The Governor was however disappointed about how much attention cannabis legalization was getting in his state. He said, “Imagine how it must seem to a family who’s struggling to get by, who can’t afford to pay their property tax bill, to turn on the news and hear that the marijuana debate was ranked Vermont’s number one news story of 2017.”

Under the new bill, if it is enacted, possession of up to one ounce of cannabis and home cultivation of two mature plants by adults over 21 years of age would be legal. The legislation initially included language creating a study commission to examine the possible future legalization of commercial cannabis sales. But before the bill was to be examined by the House the Judiciary Committee amended the bill to remove the commission provisions, which is why it now requires one more vote in the Senate, where it is expected to pass.

The state of Vermont has been successful in the past in passing medical cannabis legislation. Back in 2004, Senate Bill 76, and House Bill 645, who both established authority to license and regulate cannabis businesses, were passed 82 to 59 in the House and 22 to 7 in the Senate.

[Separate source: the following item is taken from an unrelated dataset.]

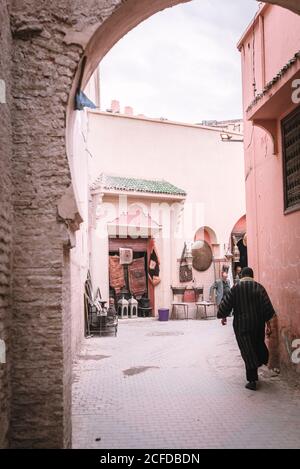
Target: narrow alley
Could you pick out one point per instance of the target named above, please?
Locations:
(178, 384)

These bills allow medical patients to possess up to 2 ounces every 30 days and cultivate their own plants. It is mandatory for them to register with the state and they must get a recommendation from a doctor, but the list of qualifying conditions allows for a wide patient base.

The list includes cancer, HIV/AIDS, glaucoma and multiple sclerosis, as well as a disease, medical condition, or whose treatment, is chronic, debilitating and produces one or more of the following intractable symptoms.

Medical cannabis business regulations have been described as heavy in this state. Dispensaries must go through a competitive application process and are subject to regulations covering security, record-keeping, inventory, packaging, and labeling, among other areas.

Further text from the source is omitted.